Serafino held up one hand. “I’m Nasyry. I heal faster.”
“I don’t care!” Eden stamped her foot, which signaled to Sass that she cared very much indeed. Eden was not by nature a foot-stamper, resorting to that tactic only when she was down to her last sliver of patience. “Shall I detail your two cracked ribs? Or how about the lumbar sprain? Or—and you!” Eden whirled, pointing at the admiral, who—judging from the footsteps Sass just heard—had entered the main cabin only moments before. “If you’ve run a diagnostic, you haven’t shown me the results.

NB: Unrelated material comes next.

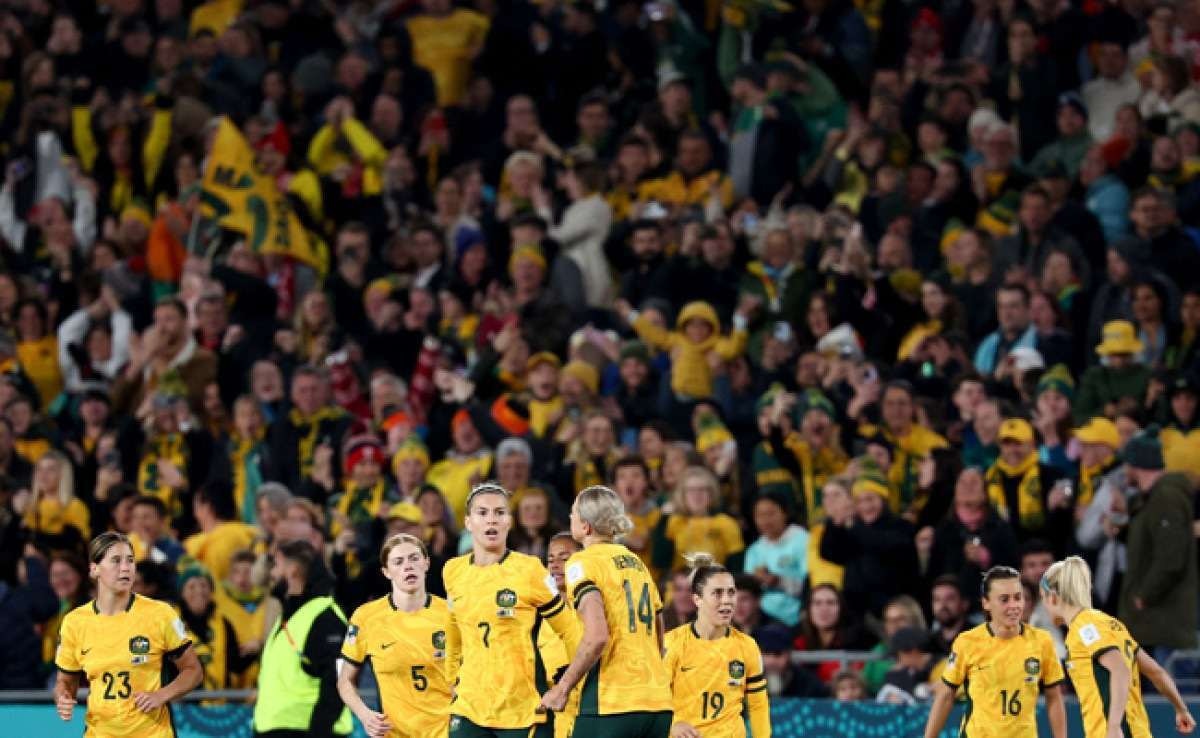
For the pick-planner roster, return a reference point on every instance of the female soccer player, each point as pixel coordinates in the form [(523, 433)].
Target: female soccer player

You were damned near half this ship’s power supply for, what, an hour or more? That was a mere four hours ago—”
“Four hours, eighteen minutes, twenty-seven seconds,” Kel-Paten corrected, his voice flat. It sounded as if he was in ’cybe function, but Sass wasn’t about to turn around to find out. Things happened when he looked at her. Things she wasn’t sure she was ready to feel. She vacillated between regretting kissing him and wanting to tear his uniform off and have wild, insane, sweaty sex, just to get him out of her system.
That had always worked in the past.
“I agree with your assessment, Doctor,” Kel-Paten was saying as the two furzels bounded off the table and raced past Sass’s legs, heading for the cockpit, “but these are not ordinary circumstances.”

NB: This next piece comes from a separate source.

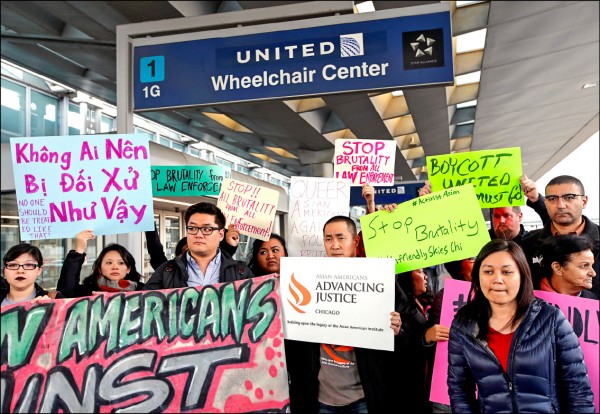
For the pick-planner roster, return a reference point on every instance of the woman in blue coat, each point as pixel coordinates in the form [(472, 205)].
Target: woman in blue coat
[(518, 352)]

“Another four hours,” Eden challenged. “We rest, eat a decent meal, spend some time on the shuttle’s regen table.”
“No. Our duty to return to the Triad takes precedence over any personal concerns.”
“Three hours.”
“Captain Sebastian is staying behind. By the time we return, you’ll have her well-fed and completely healed.”
“Two and a half.”
Serafino shoved a small med-kit and a rations pack into one backpack and sealed it. “Ready when you are, Tin Soldier.” He yanked it up to his shoulder.
Sass saw the momentary thinning of his lips. So did Eden or, given their telepathic bond, maybe she felt it.
“See? See?” Eden glared at him. “Those ribs are not healed yet.”